There does appear to be considerable rationale and supporting evidence that this trial will be successful. In particular, there is evidence to suggest Abraxane helps break down the tumor stroma and allow more drug to reach the tumor. Their single-arm Phase 2 study also showed very encouraging activity in combination with Gemzar: almost half of the patients responded [overall response rate ~ 48% (21/44)] and two-thirds experienced disease control [disease control rate ~ 68% (30/44)]. The median progression-free survival was 7.9 months and the median overall survival [OS] was 12.2 months. The one-year survival rate for patients was 48%. All of these numbers compare quite well to historical control data, with the caveat there is no control arm.
As a reference point for OS, a recent trial comparing FOLFIRINOX versus Gemzar in metastatic pancreatic cancer showed median overall survival was 11.1 months in the FOLFIRINOX group vs 6.8 months in the gemcitabine group [HR. 0.57, p. 0.001]
Net Sales Payments
These do not appear like they will be reached for quite sometime without additional indications[pancreatic, melanoma and NSCLC[. 2011 global ABRAXANE net product sales were approximately $386 million. ABRAXANE sales for the first quarter of 2012 were $104 million, with U.S. sales of $81 million and international sales of $23 million. The drug is currently only approved in metastatic breast cancer, although, their sales here will likely decline. For any of these net sales payments to be made, Celgene will need positive data in their pancreatic and melanoma trials. We don't view Abraxane in NSCLC as a large opportunity currently.

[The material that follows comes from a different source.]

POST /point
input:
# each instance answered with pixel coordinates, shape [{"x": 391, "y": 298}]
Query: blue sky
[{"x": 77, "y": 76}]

The melanoma data seems more of a toss up, but they also had promising single-arm Phase II data. This Phase 3 study is comparing Dacarbazine [DTIC] vs Abraxane in first-line metastatic malignant melanoma. Historically, DTIC has performed quite badly in this setting, so we actually wouldn't be surprised if Abraxane reported positive data.[Median OS with DTIC typically ranges from 6-9 months with low response rates.] However, it's unclear what impact this will have on the value of CVRs given the rapidly changing treatment paradigm in melanoma. They did recently report that they are "incorporating correlative analyses into its ongoing study to include BRaF mutational status."
Admittedly, their future sales impact in pancreatic cancer are difficult to model because the treatment paradigm could look very different in the next few years. There is pending Phase 3 data from Newlink Genetics (NLNK) HyperAcute® Pancreas immunotherapy[algenpantucel-L] in the adjuvant treatment of pancreatic cancer and a lipid-conjugated version of Gemcitabine in CO-101 by Clovis Oncology (CLVS) for first-line metastatic pancreatic cancer. Outcomes from all 3 trials will likely have a profound impact on the treatment of the disease.
We believe CELGZ represents a good opportunity to capitalize on the unique structure of the CVR. If the Phase 3 data in pancreatic trial is positive, we expect to see $5-6+ on this news. FDA approval of NSCLC and positive data in melanoma will also bring incremental gains. Current prices seem very attractive going into these upcoming events.